After two decades of delivering complex programmes across organisations of every size and sector, I have found that underperformance tends to concentrate in predictable places. Identifying these concentrations is the prerequisite for addressing them effectively.
Decision Backlog
The first sign is the decision backlog. In organisations that are underperforming their potential, decisions accumulate. They are not made, not because the information is unavailable, but because the frameworks, authority, or confidence to make them are absent at the level where they need to be made. The result is a constant flow of decisions upward to people who are already overloaded – and a corresponding slowdown in execution that manifests as missed deadlines, delayed initiatives, and the creeping sense that things are always more difficult than they should be. Senior people, decision makers and sponsors become overloaded.
Quality Variance
The second sign is the quality variance. In high-performing organisations, execution quality is relatively consistent across teams and functions. In underperforming ones, there is significant variance – some teams consistently deliver well, others consistently struggle, and the gap between the best and the worst is large enough that the organisation’s overall performance is substantially lower than expected.
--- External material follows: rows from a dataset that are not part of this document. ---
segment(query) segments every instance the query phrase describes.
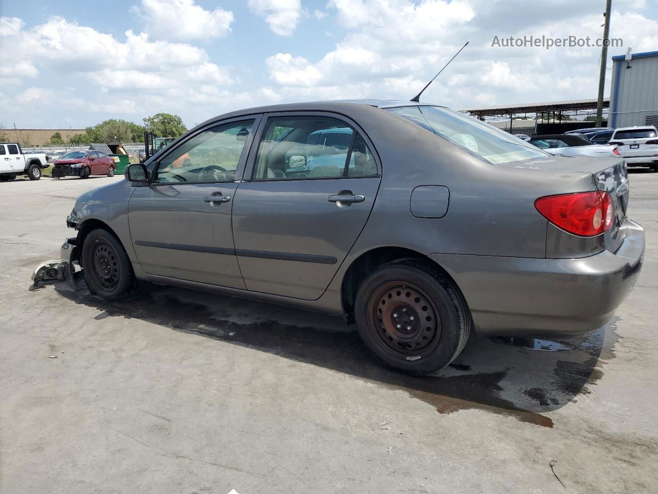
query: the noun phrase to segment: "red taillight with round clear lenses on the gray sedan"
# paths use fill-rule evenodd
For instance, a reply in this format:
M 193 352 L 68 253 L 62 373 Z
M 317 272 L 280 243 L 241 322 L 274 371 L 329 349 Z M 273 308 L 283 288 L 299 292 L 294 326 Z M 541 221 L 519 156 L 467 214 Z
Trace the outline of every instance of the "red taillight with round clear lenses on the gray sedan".
M 535 207 L 553 225 L 578 236 L 600 235 L 615 217 L 610 195 L 601 191 L 542 197 Z

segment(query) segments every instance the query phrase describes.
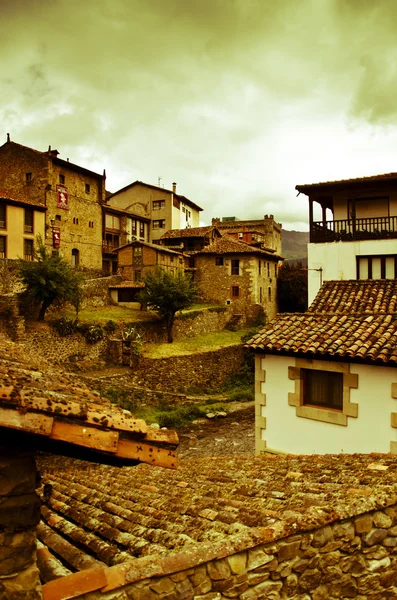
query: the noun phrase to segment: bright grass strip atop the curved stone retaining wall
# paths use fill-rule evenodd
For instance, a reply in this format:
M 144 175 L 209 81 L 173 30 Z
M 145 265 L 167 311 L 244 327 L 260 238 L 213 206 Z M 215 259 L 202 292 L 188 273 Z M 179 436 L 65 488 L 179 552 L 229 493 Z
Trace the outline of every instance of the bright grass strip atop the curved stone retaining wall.
M 145 344 L 143 347 L 143 356 L 148 358 L 165 358 L 217 350 L 225 346 L 241 344 L 241 336 L 245 332 L 245 329 L 240 329 L 239 331 L 225 329 L 224 331 L 213 331 L 204 335 L 196 335 L 195 337 L 179 340 L 172 344 Z

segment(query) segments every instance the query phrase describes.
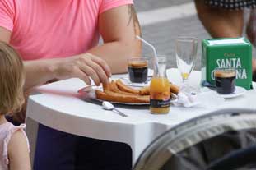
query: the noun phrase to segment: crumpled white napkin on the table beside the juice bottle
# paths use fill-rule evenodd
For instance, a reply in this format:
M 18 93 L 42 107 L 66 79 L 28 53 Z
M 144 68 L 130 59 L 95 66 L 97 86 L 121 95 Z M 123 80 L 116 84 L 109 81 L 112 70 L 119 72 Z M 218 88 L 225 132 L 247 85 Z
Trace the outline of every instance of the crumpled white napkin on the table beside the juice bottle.
M 198 101 L 197 94 L 187 94 L 182 91 L 177 95 L 177 99 L 172 101 L 175 106 L 184 106 L 185 108 L 190 108 L 198 105 L 200 102 Z

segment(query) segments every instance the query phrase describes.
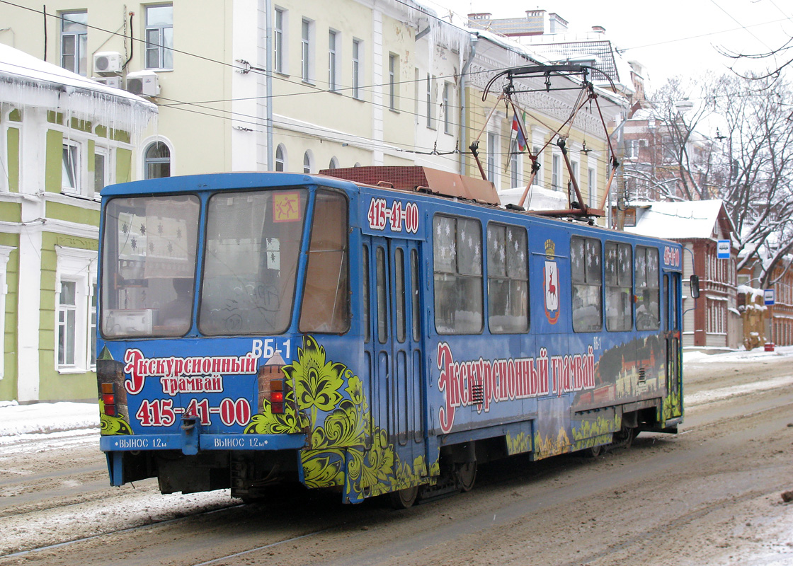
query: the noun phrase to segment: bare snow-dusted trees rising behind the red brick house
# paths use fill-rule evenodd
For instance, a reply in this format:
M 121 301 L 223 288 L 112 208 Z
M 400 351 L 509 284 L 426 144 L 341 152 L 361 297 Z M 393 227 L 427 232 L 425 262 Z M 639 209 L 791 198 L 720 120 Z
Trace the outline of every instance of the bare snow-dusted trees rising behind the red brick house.
M 626 178 L 654 197 L 720 198 L 736 228 L 738 269 L 760 267 L 760 284 L 793 250 L 793 91 L 780 77 L 673 78 L 651 98 L 647 159 L 626 160 Z M 691 101 L 690 109 L 681 101 Z M 718 135 L 700 132 L 718 127 Z

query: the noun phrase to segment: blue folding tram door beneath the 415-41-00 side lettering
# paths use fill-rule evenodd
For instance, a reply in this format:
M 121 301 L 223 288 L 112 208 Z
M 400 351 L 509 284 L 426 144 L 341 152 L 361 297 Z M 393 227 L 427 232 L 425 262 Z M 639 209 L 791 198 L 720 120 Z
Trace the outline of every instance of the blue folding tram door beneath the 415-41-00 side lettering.
M 364 246 L 367 252 L 372 424 L 386 431 L 400 461 L 412 466 L 416 457 L 426 456 L 419 245 L 412 240 L 370 237 Z

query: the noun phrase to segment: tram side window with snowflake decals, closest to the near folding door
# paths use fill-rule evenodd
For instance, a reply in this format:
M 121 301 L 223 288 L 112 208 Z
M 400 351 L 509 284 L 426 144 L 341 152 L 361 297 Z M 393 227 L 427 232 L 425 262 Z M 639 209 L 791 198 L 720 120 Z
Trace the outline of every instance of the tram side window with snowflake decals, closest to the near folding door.
M 484 321 L 481 226 L 477 220 L 438 215 L 433 230 L 435 329 L 479 333 Z

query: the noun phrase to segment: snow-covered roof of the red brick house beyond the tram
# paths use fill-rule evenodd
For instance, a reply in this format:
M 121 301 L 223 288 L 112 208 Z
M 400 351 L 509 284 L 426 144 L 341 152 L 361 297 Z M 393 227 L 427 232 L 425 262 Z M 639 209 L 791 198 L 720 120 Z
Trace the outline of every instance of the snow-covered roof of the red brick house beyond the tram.
M 721 200 L 684 202 L 633 203 L 636 207 L 636 226 L 626 232 L 657 238 L 711 238 L 718 221 Z

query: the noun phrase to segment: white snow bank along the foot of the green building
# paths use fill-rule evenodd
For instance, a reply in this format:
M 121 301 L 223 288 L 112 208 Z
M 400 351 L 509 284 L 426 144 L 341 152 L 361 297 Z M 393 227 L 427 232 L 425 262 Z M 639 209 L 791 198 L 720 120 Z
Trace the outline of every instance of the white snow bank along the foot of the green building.
M 0 402 L 0 436 L 90 428 L 99 428 L 99 407 L 95 403 Z

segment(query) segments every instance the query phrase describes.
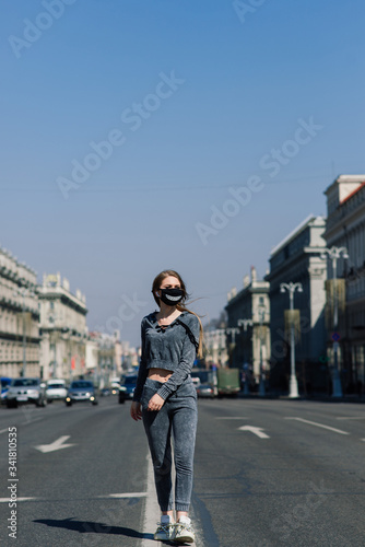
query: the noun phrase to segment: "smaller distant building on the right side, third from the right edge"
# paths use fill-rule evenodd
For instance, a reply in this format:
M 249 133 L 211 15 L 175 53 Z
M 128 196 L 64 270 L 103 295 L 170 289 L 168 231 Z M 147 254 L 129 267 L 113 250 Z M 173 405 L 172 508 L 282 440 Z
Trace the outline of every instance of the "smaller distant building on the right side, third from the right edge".
M 229 366 L 244 369 L 252 384 L 270 373 L 270 283 L 258 280 L 256 268 L 245 276 L 244 288 L 228 293 L 227 347 Z

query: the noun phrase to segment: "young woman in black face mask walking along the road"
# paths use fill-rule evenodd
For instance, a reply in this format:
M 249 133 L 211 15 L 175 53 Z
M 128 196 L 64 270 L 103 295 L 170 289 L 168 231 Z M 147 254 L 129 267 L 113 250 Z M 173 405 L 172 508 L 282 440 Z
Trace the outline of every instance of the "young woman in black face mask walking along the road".
M 185 307 L 185 283 L 174 270 L 158 274 L 152 293 L 160 311 L 141 324 L 142 354 L 131 417 L 143 420 L 162 516 L 154 538 L 195 540 L 188 516 L 197 432 L 197 393 L 190 371 L 201 354 L 199 317 Z M 172 486 L 172 443 L 176 470 L 175 511 Z

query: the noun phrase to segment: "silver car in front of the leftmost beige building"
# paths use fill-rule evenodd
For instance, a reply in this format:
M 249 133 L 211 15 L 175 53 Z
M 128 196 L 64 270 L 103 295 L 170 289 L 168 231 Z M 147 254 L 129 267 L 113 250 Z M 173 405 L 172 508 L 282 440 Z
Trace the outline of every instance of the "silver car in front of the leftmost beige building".
M 16 377 L 11 381 L 7 394 L 7 407 L 34 403 L 37 407 L 47 405 L 46 384 L 38 377 Z

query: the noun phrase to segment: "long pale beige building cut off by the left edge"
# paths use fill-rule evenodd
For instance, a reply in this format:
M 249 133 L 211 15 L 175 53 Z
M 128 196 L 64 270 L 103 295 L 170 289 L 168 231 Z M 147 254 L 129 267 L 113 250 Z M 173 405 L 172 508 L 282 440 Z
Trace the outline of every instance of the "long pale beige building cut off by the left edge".
M 0 247 L 0 374 L 39 376 L 36 272 Z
This variance almost always traces back to a small number of factors: the quality of leadership in specific functions, the availability of expertise and decision-making frameworks at the operational level, and the clarity of what good performance looks like in the specific context of each team’s work. Where these factors are strong, performance is strong. Where they are weak, performance is weak. And the gap between the two is typically not as random as it appears – it reflects specific, addressable differences in how those functions are set up and supported.
Recovery Time
The third sign is the recovery time. Every organisation encounters problems. The difference between those that are performing at their potential or not, is not the frequency of problems but the speed with which they are identified, escalated, and addressed. Organisations with strong execution capability tend to surface problems early and resolve them quickly. Organisations with weaker execution capability tend to surface problems late – often after they have become significantly more costly to address – and resolve them slowly, because the expertise and decision authority needed to act decisively are not readily available at the level where the problem exists. The later in the lifecycle that the actions occur, or the greater the delay, generally, the more costly it is to resolve or eliminate.
Explanations
The fourth sign is the explanation pattern. In underperforming organisations, there is a consistent tendency to explain performance gaps in terms of external factors – market conditions, customer behaviour, competitor activity – rather than in terms of internal capability and decision quality. This is not dishonesty. It is a reflection of what becomes visible when an organisation lacks the diagnostic tools to understand its own performance accurately. External factors are more visible than internal ones. And attributing performance gaps to factors outside the organisation’s control is considerably more comfortable than acknowledging that the gaps are internal and addressable. It is a “blame game” on external forces and the internal team is the innocent “victim”.
Identifying these signs is the starting point. Acting on them requires a different kind of investment from the broad initiatives that most organisations default to – one that is more precise, more specific, and more directly connected to the actual conditions that are limiting performance.
Lack of Psychological Safety
Having a psychologically safe environment, without blame, without persecution is essential to success, and is a commonly found characteristic of many world-leading organisations. Blame, negative emotions and over analysis are short-term responses that detract from the organisational mission. They certainly detract from determining the root cause and eliminating that problem. Team members need to feel safe to voice concerns, articulate risks and propose solutions as quickly as possible.
Organisational intelligence starts with better understanding.